Bidirectional Cable Testing at Fluke Networks That is why getting correct values requires averaging the results from measurements made at both ends of the link – in other words, bidirectional testing. And to properly test the loss and reflectance of the first and last connections in a link, a launch fiber is used at the near end and a tail fiber is used at the remote end.

But since no one wants the time and cost of a two-step process and an additional technician at the remote end to move the tail fiber to the next port, many installers are tempted to take a short cut and eliminate the use of the tail fiber altogether, choosing instead to later add in the loss of the connection at the remote end using the OTDR and launch fiber. Not a good idea as this is a method that fundamentally defeats the purpose and benefit of bidirectional testing. Without the tail fiber, the connection at the remote end of the link under test is only tested in one direction, resulting in an inaccurate overall loss for the link.

This dilemma is what gave rise to testing with a loop. By using a loop at the remote end that is similar in length to a tail fiber, two fibers of a duplex link can be tested in one shot— and bidirectional testing can be performed without moving the OTDR to the remote end.

Tier 2 Testing Using an OTDR
Bi-directional testing using a loop at the remote end.

While OTDR testing with a loop may seem like the smarter choice, there is a way that is even smarter. You see, testing with a loop using a traditional OTDR requires the user to identify both segments and manually create and then average two distinct records.
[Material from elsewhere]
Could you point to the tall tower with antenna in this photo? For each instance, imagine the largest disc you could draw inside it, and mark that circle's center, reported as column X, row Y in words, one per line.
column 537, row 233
And whenever a process is manual, there is always the risk of human error.

OTDRs, such as Fluke Networks’ OptiFiber® Pro or DSX-5000 CableAnalyzer™ Pro, that feature a built-in “SmartLoop” Assistant removes the risk of error by converting the manual loop process into an automatic test. Not only does the SmartLoop Assistant check for the presense of the launch, loop and tail fiber when testing a duplex fiber link, it also ensures that both fibers are in the right order and have the expected length. And when the testing is complete, the SmartLoop Assistant’s results management software automatically reports the bidirectional average for that link.

Bidirectional Testing with the SmartLoop Assistant
Multiple loops at the remote end allow a single technician
to perform a set of bidirectional tests before having
to walk to the remote end or call for assistance.

And just when you thought that was smart enough, with the SmartLoop Assistant technicians can deploy multiple loops at the remote end and perform a set of bidirectional tests without having to leave the near end.

All in all, Smart Loop testing results in highly accurate fiber measurements in a fraction of the time and cost—it cuts test time by at least 50% while elminating the need for an additional technician at the remote end and prevents mistakes.

With the constant pressure to get the job done quicker and right the first time for maximum profitability, doesn’t it make sense to be in the loop—the smart loop that is?